CONDE NAST, OCTOBER 16, 2017
Bourdain sits down for a traditional Hausa lunch in Lagos. (CNN)
Bourdain has his mind blown by the biggest city in Nigeria.
Every Sunday, we live vicariously through Anthony Bourdain's globe-hopping, face-stuffing adventures on CNN showParts Unknown. This week, he takes us to Lagos, Nigeria, a complex city filled with hustling entrepreneurs and a budding IT industry: a place where you "buy, sell, trade, hustle and claw," says Bourdain. "Make your own way, any way you can."
Where in the world is Anthony Bourdain?
Lagos, the biggest city in Nigeria, and it's a madcap open market: Street shops have unregulated pricing and haggling, supervised by "Area Boys" who collect taxes (one way or another). This climate, locals tell Bourdain, allows anyone the opportunity to build from scratch. The wealthiest moguls inhabit Victoria Island, the "Manhattan" of Lagos, filled with vibrant nightclubs and partygoers. Everyone has about "five or six different side hustles"—Banky Wellington, whom Bourdain met for drinks at Rue 80, is a record label owner, actor/director, artist, advertiser, and chef-in-training. Between flashes of club footage and the marketplaces, Wellington and club owner Shina Peller explain the "do it yourself!" culture that fuels Lagos.
Victoria Island, or "the garden of dreams," as locals call it, is in stark contrast to nearby Makoko. Per the show, nearly 100,000 people live in the floating village, propped up by stilts and unfailing optimism. Makoko is self-sufficient and self-policing: There's electricity, hotels, schools, and restaurants fully independent of the mainland. As Bourdain gets ferried through the waterways, we see children playing soccer in an elevated schoolyard, and women haggling for groceries at one of the markets. Eviction threats constantly loom, but the people fight back with a famous Lagos spirit, constantly emphasized throughout the episode. And with mainland computer science companies like Andela working hard to create more jobs, there may be more opportunity in the city's future.

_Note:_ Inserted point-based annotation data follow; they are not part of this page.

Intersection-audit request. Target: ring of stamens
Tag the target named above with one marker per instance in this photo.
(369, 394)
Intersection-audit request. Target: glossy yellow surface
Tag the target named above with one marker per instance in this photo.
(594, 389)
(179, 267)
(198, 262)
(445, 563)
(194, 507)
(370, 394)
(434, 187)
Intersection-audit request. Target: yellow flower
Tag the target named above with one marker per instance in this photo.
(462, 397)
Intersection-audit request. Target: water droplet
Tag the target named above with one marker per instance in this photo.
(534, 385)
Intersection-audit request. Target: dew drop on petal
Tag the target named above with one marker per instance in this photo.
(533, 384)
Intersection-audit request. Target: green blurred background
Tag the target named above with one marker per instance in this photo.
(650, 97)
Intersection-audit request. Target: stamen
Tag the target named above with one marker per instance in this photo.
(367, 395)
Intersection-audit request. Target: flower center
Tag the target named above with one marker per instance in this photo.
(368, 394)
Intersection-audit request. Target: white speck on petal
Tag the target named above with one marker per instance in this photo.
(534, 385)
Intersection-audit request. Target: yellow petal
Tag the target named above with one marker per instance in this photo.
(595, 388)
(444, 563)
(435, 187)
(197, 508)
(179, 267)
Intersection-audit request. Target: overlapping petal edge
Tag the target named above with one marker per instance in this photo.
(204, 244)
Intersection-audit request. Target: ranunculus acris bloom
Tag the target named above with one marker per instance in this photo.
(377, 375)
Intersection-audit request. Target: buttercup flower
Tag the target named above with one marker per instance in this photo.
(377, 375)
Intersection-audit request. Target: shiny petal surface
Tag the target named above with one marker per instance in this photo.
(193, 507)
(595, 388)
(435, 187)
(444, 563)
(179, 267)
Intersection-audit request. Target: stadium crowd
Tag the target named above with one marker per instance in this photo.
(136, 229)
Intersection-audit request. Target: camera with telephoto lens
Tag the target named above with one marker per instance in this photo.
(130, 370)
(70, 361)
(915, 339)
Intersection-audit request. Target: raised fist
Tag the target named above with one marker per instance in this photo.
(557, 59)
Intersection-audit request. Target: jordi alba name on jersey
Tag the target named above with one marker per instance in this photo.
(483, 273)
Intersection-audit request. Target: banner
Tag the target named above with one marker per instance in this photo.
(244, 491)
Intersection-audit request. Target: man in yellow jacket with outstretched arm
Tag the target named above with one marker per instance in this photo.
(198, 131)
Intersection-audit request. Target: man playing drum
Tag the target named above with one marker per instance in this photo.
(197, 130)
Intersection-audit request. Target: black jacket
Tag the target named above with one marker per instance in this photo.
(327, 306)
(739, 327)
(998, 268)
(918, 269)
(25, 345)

More importantly: What did he eat?
Unsurprisingly, a little bit of everything, from traditional Hausa tribe dishes like masa griddlecakes to brews with Femi, Seun, and Yeni Kuti, the children of famous singer Fela Kuti. In Makoko, Bourdain sampled a home-cooked meal while he talked with activist Edoato Agbeniyi and Yomi Messou, son a neighborhood leader. On the mainland, he felt the burn while he feasted on pepper soup with journalist Kadaria Ahmed—"It burns. It burns real good." Other Nigerian eats included pounded yams (Nigeria's signature starch), Jollof rice, and Egusi soup, stewed with goat meat, melon seeds, fish stock, and chilis. As food blogger Iquo Ukoh noted, an increasing amount of Nigerians are entering the workforce, so fewer have time for the labor-intensive traditional recipes. But thanks to blogs, classic dishes like Jollof rice live on for people all over the world to enjoy.
Quote of the Week
Bourdain sums up his time in Lagos: “It’s mad, it’s bad, it’s delicious, it’s confusing, and I’ve never seen anything like it.” This is coming from the guy who once ate a still-beating cobra heart.
WTF Moment of the Week
While dining with some food bloggers, Bourdain gets called out for pouring his beer without tipping his glass(we too were scandalized). To which he cheekily replied, "I'm lazy," and joked that one of the bloggers would write that he was an "animal at the table."